The justification for running this short photo essay is simply that I had a good time and snapped some fun images along the way. It was nothing more than 'training', a quick 13km blast from my front door to the summit of Rundemannen (568m) and back, hence I wasn't carrying a 'real' camera. I did have my phone with me to log the activity so I started snapping as the fun started. The images here are all unaltered so I apologise for their technical quality.

A smattering of overnight snow over weeks of compacted, partially thawed, then refrozen ice made for a slippery scramble around Svartediket and up Tarlebøveien to the second reservoir. I wore my Icebugs and the only other footprints in the snow both sported the tell-tale tracks of Microspikes. When I left my house it was still kinda dark but as I hit the second reservoir I looked over my shoulder and saw the early morning sunshine painting the few clouds pink.

Walking up through the last stands of trees an eerie light cast a sickly, tungsten bulb hue across the snow. I know that light, I thought. Snow's coming. I looked up and sure enough thick clouds with a hint of orange welled up from the fjord below and over the flanks of the hills. The morning sun cast the hillside's own shadow across the impending maelstrom. 

On the final portion of the path to the summit now I spun around and looked back down the route of my ascent. The cloud rolled over my head and started to squeeze the blue sky against the mountains.

Even the Sun couldn't hold back the descending curtain. The wind picked up and the odd snowflake started to spin and skate through the air in front of me.

At the summit I gazed across to the other side of Vidden's crescent and watched as the snow and cloud continued to crush the Sun as if it were merely a faltering match head. Soon even the dying orange of the Sun's final resistance was snuffed out. I pulled out another jacket and microspikes from my pack for the descent, drained the solbærtoddy from my water bottle and turned back into the racing cloud. 

WHUMP! Wind stripped my outer layers of heat and stinging snow violated even the cinched-up portal of my hood. Head down I peered for the path with half closed eyes and struck out towards home. The footprints from my ascent were already rubbed out and I could no longer see the hills around me, just the swirling snow and the icy path beneath my feet. The world was white. A real sense of excitement and of being alive welled up inside me. Is it childish to still feel this way when it snows?!

Back down in the trees and I was more able to enjoy the merry dance of the flurries. In between the trees big, fat snow flakes spiralled slowly from the sky, carpeting and muffling everything. In the open areas between, the snow was manically racing horizontally on the wind.

Not many others witnessed this tiny event. Two elderly Norwegian runners, inspirationally puffing past me up the hillside, witnessed the tail-end of it.
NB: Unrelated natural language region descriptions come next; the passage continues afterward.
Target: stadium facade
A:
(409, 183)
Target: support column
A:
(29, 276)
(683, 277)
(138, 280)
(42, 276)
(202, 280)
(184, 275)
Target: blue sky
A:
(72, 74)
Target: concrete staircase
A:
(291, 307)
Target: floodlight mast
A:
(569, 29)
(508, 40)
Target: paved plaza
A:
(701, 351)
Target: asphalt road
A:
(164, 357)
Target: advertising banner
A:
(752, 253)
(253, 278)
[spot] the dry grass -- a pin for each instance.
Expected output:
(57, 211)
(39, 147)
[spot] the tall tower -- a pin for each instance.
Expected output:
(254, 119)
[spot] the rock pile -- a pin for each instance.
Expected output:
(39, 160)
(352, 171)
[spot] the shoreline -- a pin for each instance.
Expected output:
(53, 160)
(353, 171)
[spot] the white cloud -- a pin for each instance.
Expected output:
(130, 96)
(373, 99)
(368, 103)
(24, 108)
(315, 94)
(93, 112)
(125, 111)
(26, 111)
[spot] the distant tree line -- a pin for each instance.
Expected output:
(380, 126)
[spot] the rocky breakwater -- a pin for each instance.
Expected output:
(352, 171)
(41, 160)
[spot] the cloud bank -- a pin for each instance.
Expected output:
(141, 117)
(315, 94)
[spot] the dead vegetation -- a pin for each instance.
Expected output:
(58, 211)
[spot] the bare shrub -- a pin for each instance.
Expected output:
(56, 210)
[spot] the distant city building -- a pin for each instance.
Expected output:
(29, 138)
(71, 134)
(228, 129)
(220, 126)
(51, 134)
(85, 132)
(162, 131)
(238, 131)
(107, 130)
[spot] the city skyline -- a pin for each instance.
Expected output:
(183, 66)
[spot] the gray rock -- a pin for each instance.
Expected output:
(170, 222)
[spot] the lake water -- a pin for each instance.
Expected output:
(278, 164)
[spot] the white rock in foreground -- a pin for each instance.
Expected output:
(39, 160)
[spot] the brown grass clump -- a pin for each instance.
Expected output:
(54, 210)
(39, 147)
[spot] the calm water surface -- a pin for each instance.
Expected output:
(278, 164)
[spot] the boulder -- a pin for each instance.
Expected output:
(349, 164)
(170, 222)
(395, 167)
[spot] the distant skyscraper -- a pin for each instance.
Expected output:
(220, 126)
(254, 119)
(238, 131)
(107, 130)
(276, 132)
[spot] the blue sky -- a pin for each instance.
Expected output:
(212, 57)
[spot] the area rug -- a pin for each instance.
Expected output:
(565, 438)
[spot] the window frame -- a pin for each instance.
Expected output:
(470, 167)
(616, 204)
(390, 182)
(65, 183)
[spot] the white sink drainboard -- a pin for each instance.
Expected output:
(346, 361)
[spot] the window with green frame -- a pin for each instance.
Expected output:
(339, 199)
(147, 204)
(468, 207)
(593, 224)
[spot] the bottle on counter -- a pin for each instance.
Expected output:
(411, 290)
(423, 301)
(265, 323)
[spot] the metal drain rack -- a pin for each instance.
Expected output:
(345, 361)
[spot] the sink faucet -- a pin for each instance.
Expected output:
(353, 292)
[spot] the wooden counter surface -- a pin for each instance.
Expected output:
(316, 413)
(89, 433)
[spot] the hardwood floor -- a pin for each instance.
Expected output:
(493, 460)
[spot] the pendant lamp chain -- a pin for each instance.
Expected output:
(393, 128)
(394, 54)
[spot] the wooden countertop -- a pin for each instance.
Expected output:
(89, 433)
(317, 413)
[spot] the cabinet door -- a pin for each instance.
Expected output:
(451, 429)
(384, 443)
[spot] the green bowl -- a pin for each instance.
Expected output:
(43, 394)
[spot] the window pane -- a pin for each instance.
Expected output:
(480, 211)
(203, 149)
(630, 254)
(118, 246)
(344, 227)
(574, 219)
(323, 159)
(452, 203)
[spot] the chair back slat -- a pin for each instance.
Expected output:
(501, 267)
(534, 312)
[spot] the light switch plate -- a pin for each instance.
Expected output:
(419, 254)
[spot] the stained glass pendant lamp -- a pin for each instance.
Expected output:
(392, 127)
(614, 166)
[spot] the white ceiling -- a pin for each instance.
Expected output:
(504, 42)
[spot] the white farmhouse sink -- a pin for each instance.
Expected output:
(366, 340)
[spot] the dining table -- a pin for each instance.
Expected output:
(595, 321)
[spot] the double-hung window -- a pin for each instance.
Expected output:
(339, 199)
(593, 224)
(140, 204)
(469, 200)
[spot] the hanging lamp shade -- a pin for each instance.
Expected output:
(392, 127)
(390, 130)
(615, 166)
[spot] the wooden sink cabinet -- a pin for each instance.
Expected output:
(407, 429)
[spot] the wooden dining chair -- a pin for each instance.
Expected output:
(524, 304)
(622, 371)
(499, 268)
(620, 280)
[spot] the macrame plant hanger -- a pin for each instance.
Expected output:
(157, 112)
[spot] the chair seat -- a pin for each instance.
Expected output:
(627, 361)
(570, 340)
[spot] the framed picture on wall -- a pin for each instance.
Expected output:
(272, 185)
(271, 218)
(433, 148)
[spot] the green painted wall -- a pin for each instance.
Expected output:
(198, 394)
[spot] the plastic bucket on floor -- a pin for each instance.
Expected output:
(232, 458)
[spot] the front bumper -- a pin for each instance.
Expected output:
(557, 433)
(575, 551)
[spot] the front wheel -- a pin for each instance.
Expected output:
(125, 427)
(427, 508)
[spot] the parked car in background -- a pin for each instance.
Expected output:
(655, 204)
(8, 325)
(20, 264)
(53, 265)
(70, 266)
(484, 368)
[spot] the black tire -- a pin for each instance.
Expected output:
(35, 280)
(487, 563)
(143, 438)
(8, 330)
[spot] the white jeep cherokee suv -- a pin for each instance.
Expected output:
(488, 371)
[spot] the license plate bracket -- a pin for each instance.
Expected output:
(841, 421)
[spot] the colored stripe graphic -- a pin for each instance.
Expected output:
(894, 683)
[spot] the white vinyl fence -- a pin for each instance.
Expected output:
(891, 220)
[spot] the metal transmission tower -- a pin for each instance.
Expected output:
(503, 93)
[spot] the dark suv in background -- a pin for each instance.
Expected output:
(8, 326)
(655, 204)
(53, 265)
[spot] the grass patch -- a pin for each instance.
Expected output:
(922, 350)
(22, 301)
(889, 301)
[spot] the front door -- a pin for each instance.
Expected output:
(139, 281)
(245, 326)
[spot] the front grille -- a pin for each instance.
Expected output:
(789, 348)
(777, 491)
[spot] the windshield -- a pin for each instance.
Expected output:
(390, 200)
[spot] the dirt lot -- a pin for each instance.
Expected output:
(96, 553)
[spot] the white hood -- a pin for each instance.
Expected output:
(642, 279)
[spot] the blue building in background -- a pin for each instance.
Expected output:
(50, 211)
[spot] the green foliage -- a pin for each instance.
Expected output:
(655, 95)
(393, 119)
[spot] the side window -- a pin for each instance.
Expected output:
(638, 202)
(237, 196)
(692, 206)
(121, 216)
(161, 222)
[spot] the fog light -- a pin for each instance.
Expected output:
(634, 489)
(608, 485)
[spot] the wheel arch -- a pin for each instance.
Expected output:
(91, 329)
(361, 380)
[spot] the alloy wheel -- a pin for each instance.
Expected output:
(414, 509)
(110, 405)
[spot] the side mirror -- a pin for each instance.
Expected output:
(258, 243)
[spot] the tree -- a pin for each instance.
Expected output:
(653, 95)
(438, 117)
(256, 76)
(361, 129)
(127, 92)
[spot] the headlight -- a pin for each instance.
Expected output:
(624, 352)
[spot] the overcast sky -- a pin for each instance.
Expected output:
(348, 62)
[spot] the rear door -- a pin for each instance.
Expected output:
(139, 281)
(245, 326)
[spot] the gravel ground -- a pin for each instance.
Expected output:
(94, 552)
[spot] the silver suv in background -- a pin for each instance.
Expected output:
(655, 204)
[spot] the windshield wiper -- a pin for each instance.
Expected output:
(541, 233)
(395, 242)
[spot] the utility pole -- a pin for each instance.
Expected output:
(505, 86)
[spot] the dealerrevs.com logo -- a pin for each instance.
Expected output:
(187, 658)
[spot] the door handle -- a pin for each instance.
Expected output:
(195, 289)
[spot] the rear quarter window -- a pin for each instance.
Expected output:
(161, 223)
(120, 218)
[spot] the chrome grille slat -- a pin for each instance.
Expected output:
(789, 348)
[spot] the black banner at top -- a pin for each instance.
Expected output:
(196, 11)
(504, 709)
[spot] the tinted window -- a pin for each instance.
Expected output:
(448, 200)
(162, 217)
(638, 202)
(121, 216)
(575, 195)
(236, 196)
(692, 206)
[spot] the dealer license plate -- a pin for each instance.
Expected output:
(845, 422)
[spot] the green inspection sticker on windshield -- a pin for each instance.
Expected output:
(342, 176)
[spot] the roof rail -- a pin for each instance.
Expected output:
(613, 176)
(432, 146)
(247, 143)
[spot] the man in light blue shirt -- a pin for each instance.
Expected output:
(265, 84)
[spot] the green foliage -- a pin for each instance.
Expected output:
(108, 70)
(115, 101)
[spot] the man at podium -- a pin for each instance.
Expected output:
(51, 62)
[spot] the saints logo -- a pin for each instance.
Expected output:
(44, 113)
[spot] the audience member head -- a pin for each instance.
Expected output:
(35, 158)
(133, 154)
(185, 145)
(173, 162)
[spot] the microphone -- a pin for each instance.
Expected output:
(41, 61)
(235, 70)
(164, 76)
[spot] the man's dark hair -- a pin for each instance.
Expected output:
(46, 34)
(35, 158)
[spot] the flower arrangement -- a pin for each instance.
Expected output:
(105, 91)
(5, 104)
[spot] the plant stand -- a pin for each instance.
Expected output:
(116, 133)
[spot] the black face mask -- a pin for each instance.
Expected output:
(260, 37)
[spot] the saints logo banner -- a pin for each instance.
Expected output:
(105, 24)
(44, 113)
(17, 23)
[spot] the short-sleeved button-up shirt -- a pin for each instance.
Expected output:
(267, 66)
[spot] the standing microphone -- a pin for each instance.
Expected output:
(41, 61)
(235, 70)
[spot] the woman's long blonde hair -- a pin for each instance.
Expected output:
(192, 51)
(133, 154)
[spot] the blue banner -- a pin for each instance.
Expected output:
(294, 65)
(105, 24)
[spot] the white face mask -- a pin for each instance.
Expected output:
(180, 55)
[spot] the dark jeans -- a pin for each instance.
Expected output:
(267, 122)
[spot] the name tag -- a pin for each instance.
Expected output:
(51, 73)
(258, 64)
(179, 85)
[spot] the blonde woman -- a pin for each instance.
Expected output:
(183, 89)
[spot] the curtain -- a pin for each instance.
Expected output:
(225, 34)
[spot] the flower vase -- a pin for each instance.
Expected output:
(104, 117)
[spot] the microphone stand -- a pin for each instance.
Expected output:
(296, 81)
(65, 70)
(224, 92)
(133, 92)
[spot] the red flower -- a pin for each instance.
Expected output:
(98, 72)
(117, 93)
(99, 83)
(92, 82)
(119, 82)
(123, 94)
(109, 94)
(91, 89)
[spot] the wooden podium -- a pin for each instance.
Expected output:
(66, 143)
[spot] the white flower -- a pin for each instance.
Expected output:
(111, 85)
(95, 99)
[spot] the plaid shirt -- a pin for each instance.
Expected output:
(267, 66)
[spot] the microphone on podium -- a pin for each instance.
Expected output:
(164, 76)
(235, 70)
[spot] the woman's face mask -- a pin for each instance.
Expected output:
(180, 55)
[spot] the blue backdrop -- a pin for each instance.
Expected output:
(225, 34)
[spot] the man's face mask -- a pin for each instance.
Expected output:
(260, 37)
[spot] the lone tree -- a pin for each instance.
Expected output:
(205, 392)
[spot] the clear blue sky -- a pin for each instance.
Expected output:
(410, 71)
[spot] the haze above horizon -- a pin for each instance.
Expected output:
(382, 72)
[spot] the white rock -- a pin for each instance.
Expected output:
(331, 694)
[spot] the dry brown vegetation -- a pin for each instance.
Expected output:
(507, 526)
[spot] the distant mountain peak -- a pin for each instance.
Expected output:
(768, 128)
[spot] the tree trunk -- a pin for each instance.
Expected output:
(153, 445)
A heron, stalking tiddlers in the dark, open pools of the small stream, appeared indifferent to the changing conditions and a tiny wren danced along the rocks lining the way, leaving stick-like footprints in the fresh snow. 

Sitting here now in the warmth of my apartment, with the return of the sun, blue sky and a world painted white, I think back to my own private snowstorm this morning with fondness and yearn to witness more.